E quando começou a tocar piece of my heart (essa eu conhecia, assim como todo mundo) e nós cantamos juntos, por um instante eu deixei de verdade de me importar com a imagem que eu estava projetando ou com o que eu estava fazendo da minha vida num geral. Por minutos inteiros eu deixei de ser o cara insuportável que eu era e fui só uma voz desafinada acompanhando uma música. E, depois – mas quase simultaneamente - apenas olhos interessados em Izzie cantando "leve outro pedacinho do meu coração agora, baby". E, ainda, mãos incontidas que finalmente pousaram na cintura que gostariam. E estou certo de que teria sido só boca, não fosse o sininho da loja anunciando cliente. 

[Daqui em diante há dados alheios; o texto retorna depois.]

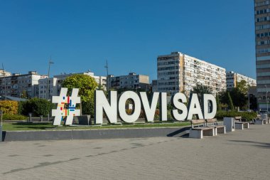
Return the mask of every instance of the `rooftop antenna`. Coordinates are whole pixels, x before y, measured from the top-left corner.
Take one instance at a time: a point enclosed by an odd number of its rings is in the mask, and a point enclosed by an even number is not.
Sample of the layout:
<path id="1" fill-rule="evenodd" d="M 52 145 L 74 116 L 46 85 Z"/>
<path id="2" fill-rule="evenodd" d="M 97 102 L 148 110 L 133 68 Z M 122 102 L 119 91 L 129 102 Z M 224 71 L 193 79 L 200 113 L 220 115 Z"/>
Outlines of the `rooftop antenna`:
<path id="1" fill-rule="evenodd" d="M 6 73 L 5 73 L 5 70 L 4 69 L 4 63 L 2 63 L 2 68 L 3 68 L 4 80 L 4 83 L 5 83 L 5 100 L 6 100 Z"/>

Voltar a mim foi decepcionante. Eu me afastei de Isobel e olhei para frente, prendendo o melhor palavrão que conhecia. Lily deslizou tranquilamente para dentro da loja.

— Bom dia - Sorriu com todos os dentes.

— Bom dia - Isobel respondeu ao meu lado, mais empenhada do que eu em fornecer um bom atendimento.

— Eu estava pensando se por acaso eu não encontraria por aqui o que eu estava procurando. - Ela disse casualmente, observando prateleiras aleatórias, folheando mil quadrinhos até encontrar uma revistinha de vingadores da costa oeste. Foi lendo por cima, até parar em uma página. Triunfante, ela me mostrou o que havia achado, uma página em que Wanda diz "então, isso é poder! que coisa agradável. quão tola eu fui por me negar esses prazeres".

— Eu estava certa - disse sem perder o brilho nos olhos. Colocou o gibi no balcão e abriu a bolsa.

— Não precisa. - murmurei. Eu pagaria qualquer coisa para ela não continuar esfregando sua vitória pessoal na minha cara.

— Não, eu insisto, irmãozinho. 

Suspirei, me vendo forçado a dizer:

— Lily, essa é Isobel. Isobel, essa é Lily, minha irmã mais nova.

— Olá. É um prazer. - Lily estendeu a mão e Izzie a segurou. Eu quis morrer até Lily voltar a verificar a bolsa.

— Sempre me confundo com...

— Contas? - Sugeri, fulminando-a com o olhar. Eu sabia que ela diria "conversão para dinheiro muggle". Ela simplesmente não conseguia decorar os valores corretos.

Antes que Lily pudesse responder, Isobel foi simpática e disse:

— Eu também sou péssima com isso. 

O problema é que Lily não era. Lily era muito boa com números, no geral. De acordo com ela, era necessário ter precisão com todos aqueles graus de mapas astrais. 

— Ah, é bem pior que isso, eu... - Mas ela me olhou e mudou o que quer que pretendia dizer: - tenho problemas com qualquer coisa muito racional. - E me abriu um sorriso dúbio, antes de pagar pela compra. Acenando para Izzie, ela se dirigiu a saída e eu tive a impressão de que ela estava quase saltitando.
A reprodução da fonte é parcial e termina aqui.